Ok, conglomerating a bunch of replies into one here...
And Michael Moore doesn't lie. Yes, he picks and chooses facts for his purpose, and places emphasis on those that support his arguments, and he states a lot of opinions
Not entirely correct. Mr. Moore has made some factually incorrect statements before in his films. In Bowling for Columbine
he claimed that a plaque at the US Air Force Acadamy "proudly proclaims that the plane killed Vietnamese people on Christmas Eve of 1972. It was the largest bombing campaign of the Vietnam War." (the DVD version of the film takes this even further, rather than revising it closer to the truth).
The actual plaque inscription is available here (and no, I'm not endorsing this site, but it came up on a Google search): http://www.bowlingfortruth.com/bowlingforcolumbine/scenes/planeplaque.htm
There have been other issues with BFC in particular, namely some very dodgy editing that misrepresents positions and timelines. While he may have won an Oscar for it, I suspect that it's not his best film.
That said, Moore has stated that he's had a far larger number of fact checkers go over Fahrenheit 911
to ensure accuracy.
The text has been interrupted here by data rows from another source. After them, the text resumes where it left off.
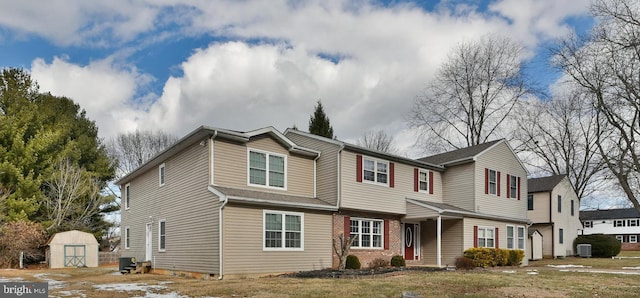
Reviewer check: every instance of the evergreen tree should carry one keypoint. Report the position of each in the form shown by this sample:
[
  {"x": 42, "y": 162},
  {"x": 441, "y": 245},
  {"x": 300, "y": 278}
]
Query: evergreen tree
[
  {"x": 319, "y": 123},
  {"x": 37, "y": 132}
]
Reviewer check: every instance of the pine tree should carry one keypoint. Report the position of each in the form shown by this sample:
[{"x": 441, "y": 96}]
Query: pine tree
[{"x": 319, "y": 123}]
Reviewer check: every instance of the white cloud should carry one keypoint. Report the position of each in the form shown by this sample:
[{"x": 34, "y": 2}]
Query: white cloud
[
  {"x": 386, "y": 56},
  {"x": 102, "y": 89}
]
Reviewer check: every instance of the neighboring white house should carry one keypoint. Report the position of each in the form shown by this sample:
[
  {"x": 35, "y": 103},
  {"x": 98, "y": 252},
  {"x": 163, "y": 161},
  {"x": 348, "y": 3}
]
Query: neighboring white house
[
  {"x": 553, "y": 207},
  {"x": 622, "y": 223}
]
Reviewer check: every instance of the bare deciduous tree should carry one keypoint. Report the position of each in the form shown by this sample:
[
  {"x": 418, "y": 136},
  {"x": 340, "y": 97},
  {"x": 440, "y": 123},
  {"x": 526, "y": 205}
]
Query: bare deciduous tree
[
  {"x": 377, "y": 140},
  {"x": 131, "y": 150},
  {"x": 562, "y": 135},
  {"x": 606, "y": 66},
  {"x": 471, "y": 96},
  {"x": 73, "y": 197}
]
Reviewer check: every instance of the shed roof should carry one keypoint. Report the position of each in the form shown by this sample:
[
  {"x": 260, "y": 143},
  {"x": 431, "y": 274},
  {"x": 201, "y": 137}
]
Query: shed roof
[{"x": 72, "y": 237}]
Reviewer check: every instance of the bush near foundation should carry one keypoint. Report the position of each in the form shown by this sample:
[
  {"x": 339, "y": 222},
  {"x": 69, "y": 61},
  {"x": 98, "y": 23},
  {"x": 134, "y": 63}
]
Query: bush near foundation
[
  {"x": 352, "y": 262},
  {"x": 602, "y": 246},
  {"x": 491, "y": 257},
  {"x": 398, "y": 261}
]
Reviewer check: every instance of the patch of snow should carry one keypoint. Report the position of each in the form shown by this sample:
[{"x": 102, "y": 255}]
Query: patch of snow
[
  {"x": 72, "y": 293},
  {"x": 568, "y": 266},
  {"x": 53, "y": 284}
]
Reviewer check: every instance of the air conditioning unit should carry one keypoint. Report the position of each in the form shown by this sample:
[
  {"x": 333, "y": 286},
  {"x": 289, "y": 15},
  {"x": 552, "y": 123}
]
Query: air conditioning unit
[{"x": 584, "y": 250}]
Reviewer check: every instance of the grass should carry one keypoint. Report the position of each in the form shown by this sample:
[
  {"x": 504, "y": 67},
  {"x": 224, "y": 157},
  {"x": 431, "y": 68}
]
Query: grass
[{"x": 493, "y": 282}]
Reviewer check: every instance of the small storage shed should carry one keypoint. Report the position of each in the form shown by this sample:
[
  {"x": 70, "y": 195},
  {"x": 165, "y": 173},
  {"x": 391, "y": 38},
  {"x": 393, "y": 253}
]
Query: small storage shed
[
  {"x": 72, "y": 249},
  {"x": 535, "y": 245}
]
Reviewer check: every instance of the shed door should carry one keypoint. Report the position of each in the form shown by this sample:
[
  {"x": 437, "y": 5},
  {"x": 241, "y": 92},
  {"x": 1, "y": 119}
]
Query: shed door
[{"x": 75, "y": 256}]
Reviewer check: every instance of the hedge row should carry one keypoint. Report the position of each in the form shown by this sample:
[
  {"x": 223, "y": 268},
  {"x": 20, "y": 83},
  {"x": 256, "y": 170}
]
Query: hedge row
[{"x": 491, "y": 257}]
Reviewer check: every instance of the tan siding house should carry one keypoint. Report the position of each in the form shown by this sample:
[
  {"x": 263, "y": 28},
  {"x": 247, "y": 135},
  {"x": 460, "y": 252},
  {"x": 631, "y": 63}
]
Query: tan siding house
[
  {"x": 226, "y": 202},
  {"x": 218, "y": 201},
  {"x": 554, "y": 209}
]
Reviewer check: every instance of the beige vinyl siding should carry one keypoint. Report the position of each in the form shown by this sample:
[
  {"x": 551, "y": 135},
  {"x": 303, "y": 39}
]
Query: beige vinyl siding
[
  {"x": 571, "y": 225},
  {"x": 451, "y": 246},
  {"x": 243, "y": 246},
  {"x": 230, "y": 166},
  {"x": 540, "y": 212},
  {"x": 458, "y": 186},
  {"x": 189, "y": 209},
  {"x": 469, "y": 223},
  {"x": 327, "y": 166},
  {"x": 377, "y": 197},
  {"x": 500, "y": 158}
]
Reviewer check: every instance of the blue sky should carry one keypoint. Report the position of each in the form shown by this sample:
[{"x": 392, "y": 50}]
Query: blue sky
[{"x": 176, "y": 65}]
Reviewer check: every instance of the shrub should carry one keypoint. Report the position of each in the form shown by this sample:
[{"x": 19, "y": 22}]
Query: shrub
[
  {"x": 352, "y": 262},
  {"x": 398, "y": 261},
  {"x": 602, "y": 246},
  {"x": 515, "y": 257},
  {"x": 378, "y": 263},
  {"x": 500, "y": 257},
  {"x": 464, "y": 263}
]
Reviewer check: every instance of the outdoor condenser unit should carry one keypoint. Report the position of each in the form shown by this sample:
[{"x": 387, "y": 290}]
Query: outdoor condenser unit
[{"x": 584, "y": 250}]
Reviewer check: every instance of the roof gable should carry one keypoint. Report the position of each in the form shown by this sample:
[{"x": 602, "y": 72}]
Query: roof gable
[
  {"x": 544, "y": 184},
  {"x": 461, "y": 155}
]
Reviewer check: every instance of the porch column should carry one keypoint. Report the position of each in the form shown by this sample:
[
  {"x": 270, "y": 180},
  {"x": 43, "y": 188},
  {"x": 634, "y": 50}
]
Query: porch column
[{"x": 439, "y": 240}]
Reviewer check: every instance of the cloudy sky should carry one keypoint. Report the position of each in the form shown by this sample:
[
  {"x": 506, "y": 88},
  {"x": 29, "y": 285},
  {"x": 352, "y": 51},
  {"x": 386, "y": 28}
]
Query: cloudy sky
[{"x": 178, "y": 64}]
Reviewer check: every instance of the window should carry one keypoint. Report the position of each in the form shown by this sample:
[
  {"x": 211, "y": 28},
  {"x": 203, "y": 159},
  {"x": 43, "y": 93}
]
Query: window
[
  {"x": 486, "y": 237},
  {"x": 510, "y": 237},
  {"x": 423, "y": 181},
  {"x": 162, "y": 235},
  {"x": 267, "y": 169},
  {"x": 521, "y": 237},
  {"x": 513, "y": 186},
  {"x": 375, "y": 170},
  {"x": 161, "y": 173},
  {"x": 127, "y": 238},
  {"x": 559, "y": 204},
  {"x": 283, "y": 230},
  {"x": 493, "y": 182},
  {"x": 367, "y": 233},
  {"x": 126, "y": 196},
  {"x": 515, "y": 237}
]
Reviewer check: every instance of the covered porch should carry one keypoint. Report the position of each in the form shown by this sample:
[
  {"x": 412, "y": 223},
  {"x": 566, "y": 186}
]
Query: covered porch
[{"x": 433, "y": 233}]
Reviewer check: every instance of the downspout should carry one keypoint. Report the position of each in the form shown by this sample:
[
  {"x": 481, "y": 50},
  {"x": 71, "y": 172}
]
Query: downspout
[
  {"x": 224, "y": 203},
  {"x": 339, "y": 193},
  {"x": 553, "y": 226}
]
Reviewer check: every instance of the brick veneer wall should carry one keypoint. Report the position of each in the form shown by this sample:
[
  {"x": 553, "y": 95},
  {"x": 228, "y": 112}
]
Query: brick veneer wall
[{"x": 367, "y": 255}]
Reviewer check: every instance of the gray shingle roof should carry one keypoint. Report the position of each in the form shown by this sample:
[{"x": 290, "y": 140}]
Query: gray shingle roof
[
  {"x": 543, "y": 184},
  {"x": 457, "y": 155},
  {"x": 609, "y": 214}
]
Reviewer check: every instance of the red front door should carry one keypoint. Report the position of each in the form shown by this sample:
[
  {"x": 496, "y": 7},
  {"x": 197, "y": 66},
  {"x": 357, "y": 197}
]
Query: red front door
[{"x": 409, "y": 242}]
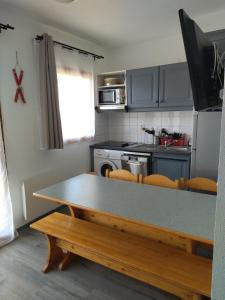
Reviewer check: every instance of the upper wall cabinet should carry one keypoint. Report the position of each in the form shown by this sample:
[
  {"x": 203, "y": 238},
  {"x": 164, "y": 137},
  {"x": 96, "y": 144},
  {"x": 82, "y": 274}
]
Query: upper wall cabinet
[
  {"x": 175, "y": 87},
  {"x": 159, "y": 88},
  {"x": 142, "y": 88}
]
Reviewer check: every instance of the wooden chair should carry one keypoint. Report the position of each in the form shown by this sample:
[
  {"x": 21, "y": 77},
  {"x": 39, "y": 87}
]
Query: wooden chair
[
  {"x": 199, "y": 183},
  {"x": 122, "y": 175},
  {"x": 160, "y": 180}
]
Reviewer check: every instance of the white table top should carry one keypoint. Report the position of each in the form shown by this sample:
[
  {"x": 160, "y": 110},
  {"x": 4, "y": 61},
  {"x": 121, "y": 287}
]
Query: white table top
[{"x": 181, "y": 211}]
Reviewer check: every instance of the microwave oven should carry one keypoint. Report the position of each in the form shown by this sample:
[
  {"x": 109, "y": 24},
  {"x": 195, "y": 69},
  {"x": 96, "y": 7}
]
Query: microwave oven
[{"x": 111, "y": 96}]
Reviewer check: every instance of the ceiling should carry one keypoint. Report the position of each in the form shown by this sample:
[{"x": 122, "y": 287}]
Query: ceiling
[{"x": 114, "y": 23}]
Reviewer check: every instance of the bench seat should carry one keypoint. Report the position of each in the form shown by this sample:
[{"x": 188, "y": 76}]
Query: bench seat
[{"x": 185, "y": 275}]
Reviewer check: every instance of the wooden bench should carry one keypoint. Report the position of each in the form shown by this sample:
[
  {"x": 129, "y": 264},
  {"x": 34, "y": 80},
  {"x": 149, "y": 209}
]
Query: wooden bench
[{"x": 185, "y": 275}]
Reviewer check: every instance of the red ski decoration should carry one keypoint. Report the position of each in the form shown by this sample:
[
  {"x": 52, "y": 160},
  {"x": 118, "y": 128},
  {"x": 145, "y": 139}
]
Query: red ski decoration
[{"x": 19, "y": 90}]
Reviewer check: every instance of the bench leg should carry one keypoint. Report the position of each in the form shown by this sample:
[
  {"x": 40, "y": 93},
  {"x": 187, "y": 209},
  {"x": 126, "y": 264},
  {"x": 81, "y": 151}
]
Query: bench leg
[
  {"x": 66, "y": 261},
  {"x": 55, "y": 254}
]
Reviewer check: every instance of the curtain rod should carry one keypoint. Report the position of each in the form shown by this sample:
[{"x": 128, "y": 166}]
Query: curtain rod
[
  {"x": 40, "y": 37},
  {"x": 5, "y": 27}
]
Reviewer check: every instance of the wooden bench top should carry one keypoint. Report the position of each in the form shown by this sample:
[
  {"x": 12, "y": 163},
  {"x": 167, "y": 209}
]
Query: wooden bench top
[{"x": 173, "y": 265}]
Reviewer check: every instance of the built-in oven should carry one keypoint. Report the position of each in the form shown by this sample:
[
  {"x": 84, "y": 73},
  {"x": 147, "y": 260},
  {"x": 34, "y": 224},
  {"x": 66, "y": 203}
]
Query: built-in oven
[{"x": 111, "y": 96}]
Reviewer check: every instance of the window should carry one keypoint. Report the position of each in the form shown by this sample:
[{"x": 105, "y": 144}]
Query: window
[{"x": 76, "y": 101}]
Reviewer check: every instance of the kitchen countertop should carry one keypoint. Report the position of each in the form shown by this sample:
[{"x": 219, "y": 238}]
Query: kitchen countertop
[{"x": 138, "y": 147}]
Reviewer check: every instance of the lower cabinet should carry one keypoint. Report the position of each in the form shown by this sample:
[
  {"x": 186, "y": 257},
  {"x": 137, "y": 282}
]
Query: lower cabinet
[{"x": 173, "y": 166}]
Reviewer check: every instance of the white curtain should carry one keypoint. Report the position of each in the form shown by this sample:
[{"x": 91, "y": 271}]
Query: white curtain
[
  {"x": 76, "y": 94},
  {"x": 6, "y": 216}
]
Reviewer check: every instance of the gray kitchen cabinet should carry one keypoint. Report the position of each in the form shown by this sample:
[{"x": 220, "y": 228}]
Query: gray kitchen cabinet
[
  {"x": 142, "y": 88},
  {"x": 175, "y": 87},
  {"x": 173, "y": 166},
  {"x": 161, "y": 88}
]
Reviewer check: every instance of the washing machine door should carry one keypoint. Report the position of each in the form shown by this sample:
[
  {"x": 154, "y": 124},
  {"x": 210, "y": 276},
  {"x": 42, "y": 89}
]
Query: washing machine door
[{"x": 105, "y": 165}]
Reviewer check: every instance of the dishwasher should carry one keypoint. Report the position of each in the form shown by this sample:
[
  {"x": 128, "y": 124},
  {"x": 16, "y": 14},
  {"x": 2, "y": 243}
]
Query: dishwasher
[{"x": 137, "y": 163}]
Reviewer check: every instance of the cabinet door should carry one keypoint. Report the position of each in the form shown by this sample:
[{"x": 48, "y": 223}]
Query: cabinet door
[
  {"x": 175, "y": 87},
  {"x": 142, "y": 88},
  {"x": 172, "y": 167}
]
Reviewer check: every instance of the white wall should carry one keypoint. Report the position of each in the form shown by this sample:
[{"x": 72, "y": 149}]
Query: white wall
[
  {"x": 218, "y": 286},
  {"x": 21, "y": 131},
  {"x": 161, "y": 51},
  {"x": 153, "y": 53}
]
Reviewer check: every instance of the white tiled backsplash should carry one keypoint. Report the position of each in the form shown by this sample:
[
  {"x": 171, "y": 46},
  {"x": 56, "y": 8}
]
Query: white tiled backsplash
[
  {"x": 127, "y": 126},
  {"x": 101, "y": 127}
]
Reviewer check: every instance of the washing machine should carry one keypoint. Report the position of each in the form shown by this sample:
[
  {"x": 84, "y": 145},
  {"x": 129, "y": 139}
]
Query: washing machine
[{"x": 106, "y": 159}]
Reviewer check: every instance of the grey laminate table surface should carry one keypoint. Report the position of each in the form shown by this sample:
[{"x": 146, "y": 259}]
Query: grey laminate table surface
[{"x": 181, "y": 211}]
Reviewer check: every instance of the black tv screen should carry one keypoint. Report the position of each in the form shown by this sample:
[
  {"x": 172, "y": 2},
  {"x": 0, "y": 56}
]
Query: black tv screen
[{"x": 200, "y": 52}]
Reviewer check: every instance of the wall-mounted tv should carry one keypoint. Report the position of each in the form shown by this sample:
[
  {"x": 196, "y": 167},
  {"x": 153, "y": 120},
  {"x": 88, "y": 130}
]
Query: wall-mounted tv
[{"x": 204, "y": 64}]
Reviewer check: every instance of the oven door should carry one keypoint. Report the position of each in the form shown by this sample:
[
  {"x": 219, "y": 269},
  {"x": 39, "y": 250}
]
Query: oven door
[{"x": 107, "y": 97}]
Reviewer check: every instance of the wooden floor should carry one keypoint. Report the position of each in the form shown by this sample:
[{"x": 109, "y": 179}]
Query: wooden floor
[{"x": 21, "y": 277}]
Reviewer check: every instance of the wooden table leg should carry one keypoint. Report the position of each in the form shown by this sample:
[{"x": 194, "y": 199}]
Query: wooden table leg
[
  {"x": 66, "y": 261},
  {"x": 55, "y": 254},
  {"x": 74, "y": 212},
  {"x": 69, "y": 256}
]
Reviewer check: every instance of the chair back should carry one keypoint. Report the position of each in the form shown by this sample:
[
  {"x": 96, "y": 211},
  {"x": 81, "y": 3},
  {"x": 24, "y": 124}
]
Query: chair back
[
  {"x": 199, "y": 183},
  {"x": 160, "y": 180},
  {"x": 122, "y": 175}
]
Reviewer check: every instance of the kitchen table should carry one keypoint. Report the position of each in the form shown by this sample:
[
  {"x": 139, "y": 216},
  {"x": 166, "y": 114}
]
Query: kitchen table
[{"x": 160, "y": 229}]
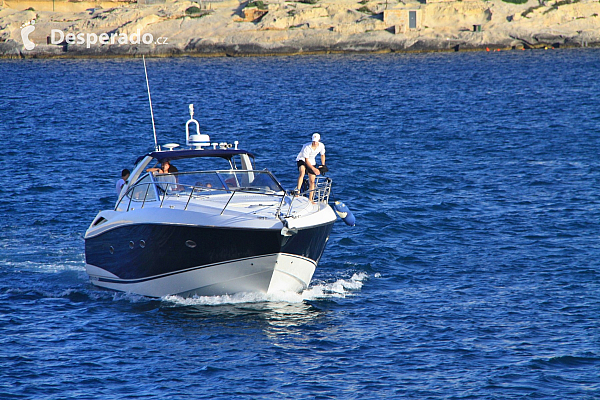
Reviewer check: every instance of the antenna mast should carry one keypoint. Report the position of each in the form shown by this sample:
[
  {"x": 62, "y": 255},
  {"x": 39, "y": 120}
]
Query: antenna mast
[{"x": 150, "y": 101}]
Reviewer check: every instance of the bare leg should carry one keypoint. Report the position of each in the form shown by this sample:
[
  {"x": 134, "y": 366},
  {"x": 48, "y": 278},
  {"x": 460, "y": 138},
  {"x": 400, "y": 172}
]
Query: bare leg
[
  {"x": 311, "y": 186},
  {"x": 301, "y": 170}
]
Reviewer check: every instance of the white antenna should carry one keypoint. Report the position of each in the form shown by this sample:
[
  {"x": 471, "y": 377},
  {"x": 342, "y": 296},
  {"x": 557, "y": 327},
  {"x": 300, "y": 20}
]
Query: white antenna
[{"x": 150, "y": 100}]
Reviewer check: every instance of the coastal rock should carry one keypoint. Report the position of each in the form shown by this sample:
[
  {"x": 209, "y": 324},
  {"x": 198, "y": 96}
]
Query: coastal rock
[{"x": 300, "y": 28}]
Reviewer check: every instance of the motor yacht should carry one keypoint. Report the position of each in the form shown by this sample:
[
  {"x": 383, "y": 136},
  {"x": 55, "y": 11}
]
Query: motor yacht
[{"x": 216, "y": 226}]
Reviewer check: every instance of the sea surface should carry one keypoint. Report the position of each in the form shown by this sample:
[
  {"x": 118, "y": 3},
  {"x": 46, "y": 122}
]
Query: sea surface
[{"x": 473, "y": 271}]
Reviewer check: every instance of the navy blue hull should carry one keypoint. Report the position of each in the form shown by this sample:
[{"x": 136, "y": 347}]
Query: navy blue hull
[{"x": 145, "y": 250}]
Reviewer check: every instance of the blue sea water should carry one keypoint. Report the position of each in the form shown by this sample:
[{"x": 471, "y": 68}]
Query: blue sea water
[{"x": 473, "y": 271}]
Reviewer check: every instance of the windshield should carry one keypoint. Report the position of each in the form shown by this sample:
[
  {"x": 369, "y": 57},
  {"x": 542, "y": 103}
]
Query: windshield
[{"x": 259, "y": 181}]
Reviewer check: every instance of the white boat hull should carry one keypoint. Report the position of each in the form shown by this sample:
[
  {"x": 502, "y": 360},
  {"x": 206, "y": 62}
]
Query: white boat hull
[{"x": 265, "y": 274}]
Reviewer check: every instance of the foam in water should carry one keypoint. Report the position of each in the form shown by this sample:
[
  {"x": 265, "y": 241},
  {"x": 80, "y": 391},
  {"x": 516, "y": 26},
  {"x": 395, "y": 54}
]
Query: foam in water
[{"x": 339, "y": 288}]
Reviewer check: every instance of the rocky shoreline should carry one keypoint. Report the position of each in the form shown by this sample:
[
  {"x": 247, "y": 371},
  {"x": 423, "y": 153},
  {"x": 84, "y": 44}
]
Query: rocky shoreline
[{"x": 231, "y": 28}]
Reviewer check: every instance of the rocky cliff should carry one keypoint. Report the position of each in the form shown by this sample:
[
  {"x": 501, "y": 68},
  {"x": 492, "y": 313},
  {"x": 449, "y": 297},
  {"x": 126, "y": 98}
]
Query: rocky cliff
[{"x": 286, "y": 27}]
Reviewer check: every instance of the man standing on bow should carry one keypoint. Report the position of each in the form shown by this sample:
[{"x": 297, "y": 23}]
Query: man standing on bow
[{"x": 307, "y": 164}]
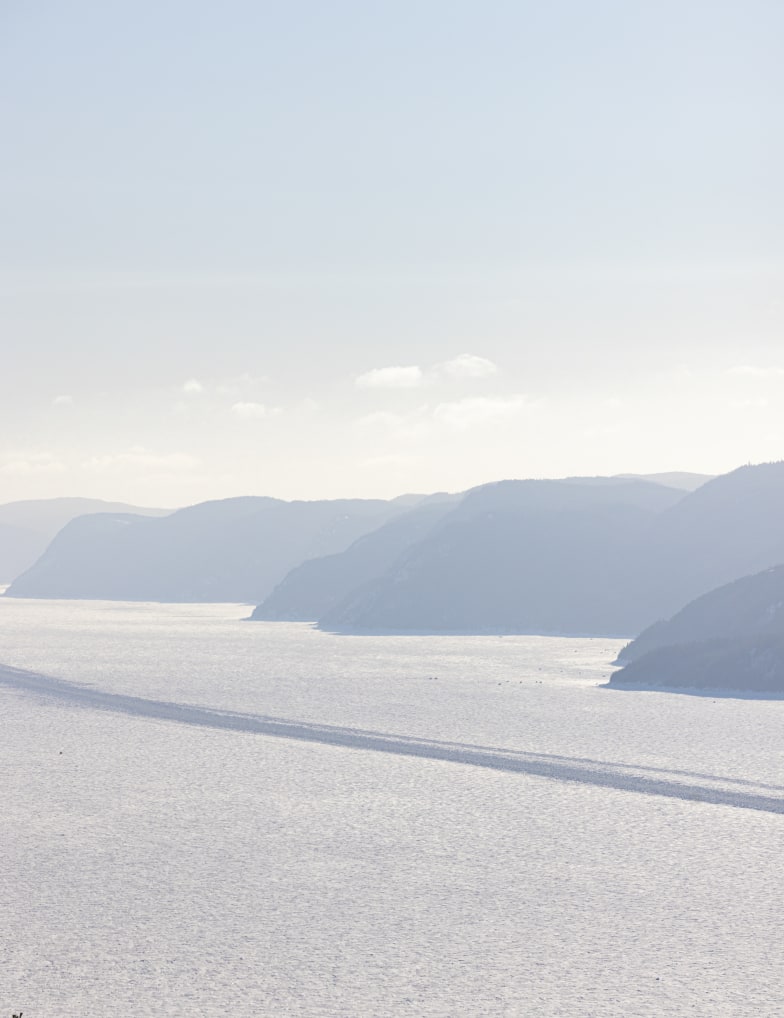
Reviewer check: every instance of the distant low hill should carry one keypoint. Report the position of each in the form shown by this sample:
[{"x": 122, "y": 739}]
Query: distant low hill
[
  {"x": 673, "y": 478},
  {"x": 234, "y": 550},
  {"x": 27, "y": 526},
  {"x": 731, "y": 638}
]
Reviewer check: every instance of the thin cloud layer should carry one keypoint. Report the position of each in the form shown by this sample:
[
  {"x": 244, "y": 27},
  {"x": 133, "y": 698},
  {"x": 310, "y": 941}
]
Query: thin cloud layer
[
  {"x": 253, "y": 411},
  {"x": 410, "y": 377},
  {"x": 467, "y": 365},
  {"x": 141, "y": 457},
  {"x": 461, "y": 414}
]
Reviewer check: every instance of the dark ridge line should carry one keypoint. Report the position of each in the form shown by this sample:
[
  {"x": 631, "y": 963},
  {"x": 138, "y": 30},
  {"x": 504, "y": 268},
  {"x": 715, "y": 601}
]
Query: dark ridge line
[{"x": 576, "y": 770}]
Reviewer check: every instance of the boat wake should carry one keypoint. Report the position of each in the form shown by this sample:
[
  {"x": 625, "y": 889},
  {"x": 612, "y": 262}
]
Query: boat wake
[{"x": 686, "y": 785}]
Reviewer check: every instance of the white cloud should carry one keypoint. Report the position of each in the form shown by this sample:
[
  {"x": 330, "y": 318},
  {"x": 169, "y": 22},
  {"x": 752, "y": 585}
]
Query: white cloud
[
  {"x": 22, "y": 463},
  {"x": 391, "y": 378},
  {"x": 141, "y": 457},
  {"x": 467, "y": 365},
  {"x": 463, "y": 413},
  {"x": 253, "y": 411},
  {"x": 752, "y": 372}
]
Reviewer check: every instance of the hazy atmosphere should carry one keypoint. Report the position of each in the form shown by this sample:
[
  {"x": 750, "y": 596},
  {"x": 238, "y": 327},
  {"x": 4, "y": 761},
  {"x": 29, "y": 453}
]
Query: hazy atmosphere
[
  {"x": 314, "y": 249},
  {"x": 391, "y": 501}
]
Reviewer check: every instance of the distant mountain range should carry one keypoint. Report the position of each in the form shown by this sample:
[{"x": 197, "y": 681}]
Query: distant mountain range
[
  {"x": 235, "y": 550},
  {"x": 592, "y": 556},
  {"x": 731, "y": 638},
  {"x": 580, "y": 556},
  {"x": 26, "y": 527}
]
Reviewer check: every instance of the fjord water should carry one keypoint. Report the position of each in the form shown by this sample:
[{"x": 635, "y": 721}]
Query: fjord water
[{"x": 205, "y": 815}]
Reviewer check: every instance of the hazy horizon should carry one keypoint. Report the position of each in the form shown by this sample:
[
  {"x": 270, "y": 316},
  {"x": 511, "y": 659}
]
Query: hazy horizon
[{"x": 320, "y": 251}]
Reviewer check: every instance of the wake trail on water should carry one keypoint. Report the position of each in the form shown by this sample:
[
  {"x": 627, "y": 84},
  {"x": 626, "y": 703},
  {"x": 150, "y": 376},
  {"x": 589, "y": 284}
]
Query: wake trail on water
[{"x": 736, "y": 792}]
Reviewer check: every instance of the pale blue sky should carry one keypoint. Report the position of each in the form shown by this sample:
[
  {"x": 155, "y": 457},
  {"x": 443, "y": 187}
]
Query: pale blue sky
[{"x": 218, "y": 218}]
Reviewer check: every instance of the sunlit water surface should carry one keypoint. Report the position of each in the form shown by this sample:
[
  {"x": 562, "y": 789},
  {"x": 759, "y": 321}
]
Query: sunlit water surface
[{"x": 186, "y": 860}]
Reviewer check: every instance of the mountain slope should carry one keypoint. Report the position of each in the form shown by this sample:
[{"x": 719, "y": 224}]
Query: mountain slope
[
  {"x": 520, "y": 556},
  {"x": 313, "y": 588},
  {"x": 590, "y": 556},
  {"x": 26, "y": 527},
  {"x": 230, "y": 550}
]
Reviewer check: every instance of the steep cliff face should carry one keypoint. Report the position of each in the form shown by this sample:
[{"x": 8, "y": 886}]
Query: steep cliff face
[
  {"x": 731, "y": 638},
  {"x": 591, "y": 556},
  {"x": 26, "y": 527},
  {"x": 313, "y": 589},
  {"x": 529, "y": 556}
]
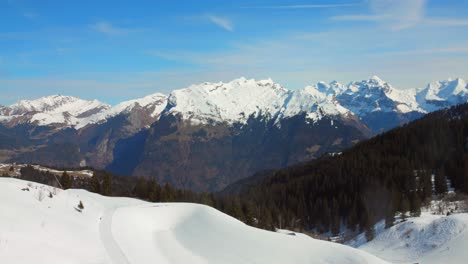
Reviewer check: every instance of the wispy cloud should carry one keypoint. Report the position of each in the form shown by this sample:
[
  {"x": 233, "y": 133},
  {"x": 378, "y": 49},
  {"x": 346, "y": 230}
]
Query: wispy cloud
[
  {"x": 446, "y": 22},
  {"x": 447, "y": 50},
  {"x": 107, "y": 28},
  {"x": 393, "y": 14},
  {"x": 360, "y": 18},
  {"x": 299, "y": 6},
  {"x": 221, "y": 22}
]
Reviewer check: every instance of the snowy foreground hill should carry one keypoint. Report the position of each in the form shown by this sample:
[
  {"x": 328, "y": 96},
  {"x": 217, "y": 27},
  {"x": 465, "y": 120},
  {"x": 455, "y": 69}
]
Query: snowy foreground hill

Yes, there's still going to be bias, and it will be up to the viewers to find the "rest of the truth" in some cases, but he may've learned a lesson from some of the issues regarding BFC.
Everyone knows that the Bushes, the Bin Ladens and the Saudi royals have close ties
Actually, I suspect less than 30% of the populace knows of the ties in any detail. Do you know them? No googling or checking other references. There's a wide gap between someone saying "yeah, they're old buddies" and actually showing a long term, mutually beneficial relationship that affects policy. F911 is probably the first "mainstream" work showing this.
The FCC has set decency standards for the limited amount of broadcast stations. What is wrong with this? Is it new?
Actually, yes it is new. The FCC has largely allowed indecency claims to slide unless they were particularly egregious. Now they're prosecuting every little thing... if they don't like you. The prosecution is by no means even handed -- Howard Stern is being cited while Oprah is not. I would agree that Oprah crosses (or comes near) the line far less often than Stern, but if you're going to set out a policy such as this then you'd better enforce it even handedly. That's not happening.
Do you think that there should be no decency regulation at all for broadcast TV and radio?
I can agree with some degree of regulation, but far less than what is occurring now. The FCC won't even attempt to define what is "indecent", and so we have a policy that is utterly impossible to determine if you're on the right side of it or not. And, frankly, I'm a big fan of if you don't like it then turn it off. If you don't like your kids watching/listening to it, then take steps to show them not only that you don't want them doing so, but why
. Too many parents are unwilling to do this though, and so want the government to police the airwaves for them -- and thus enforce their morals and ethics on others without their consent.This comment was edited on Jun 24, 10:31.